Overspending in the HSE mounted to €360m last year partly due to failed savings in drug payments, the recouping of private bed costs, and the use of agency staff.
A damning Oireachtas report has concluded that the HSE’s financial management systems are “no longer fit for purpose”.
Government TDs criticised the HSE yesterday, but laid the blame for failed savings and overspending firmly with the agency rather than with Health Minister James Reilly.
The Public Accounts Committee report, revealed by the Irish Examiner earlier this year, found that millions of euro in anticipated savings and extra income did not materialise.
TDs concluded that the “most disturbing” finding was a failure to collect €74m in funds from health insurers because consultants had not signed off on claim forms for the treatment of private patients in public hospitals.
This was “no way to run a health service”, the committee found.
Other failed savings included €124m that did not materialise from promised reductions in drug payments, as well as €100m from savings in the use of agency staff.
PAC chairman John McGuinness said: “In living within its budget, it [the HSE] needs to ensure that its services are accurately costed and that appropriate provision is made in the estimates, especially for demand-led services and that it collects the money it is owed.”

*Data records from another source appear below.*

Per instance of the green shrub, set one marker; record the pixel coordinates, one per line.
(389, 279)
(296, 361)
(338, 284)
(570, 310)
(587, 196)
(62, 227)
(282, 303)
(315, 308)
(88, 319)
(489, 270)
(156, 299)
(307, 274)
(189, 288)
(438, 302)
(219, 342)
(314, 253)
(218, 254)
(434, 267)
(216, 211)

The committee heard at one stage last year that consultants were taking between two to three months to sign off on forms which enabled claims to be submitted. By October, about €74m was outstanding because of forms not signed off on by consultants.
PAC member Simon Harris said consultants needed to “cop on”.
Mr McGuinness said yesterday that the PAC was still awaiting an update from the HSE on the amount in private patients costs that remained to be cleared with insurers.
Members have recommended that hospitals where consultants fail to sign such forms in reasonable time should be named and shamed.
While increased hospital activity and medical card demand had pushed up spending, promised savings in other areas were never made.
A 50% cut in the €200m annual spend on hiring agency staff was “unrealistic” and never materialised, the report said.
Concerns were also raised about the oversight of voluntary bodies, including public hospitals. A more detailed scrutiny was needed of the 16 voluntary hospitals, it said.
A review of rest days paid to retiring consultants was also called for by PAC, with the most recent figures showing that 31 consultants were paid sums ranging from €15,000 to as high as €200,000 in 2011.
PAC member and Fine Gael TD Paschal Donohue said the HSE spending problems proved that the health service should be under the “direct resolution” of Dr Reilly, as is planned.
Mr McGuinness said Dr Reilly needed to take note of the PAC’s report.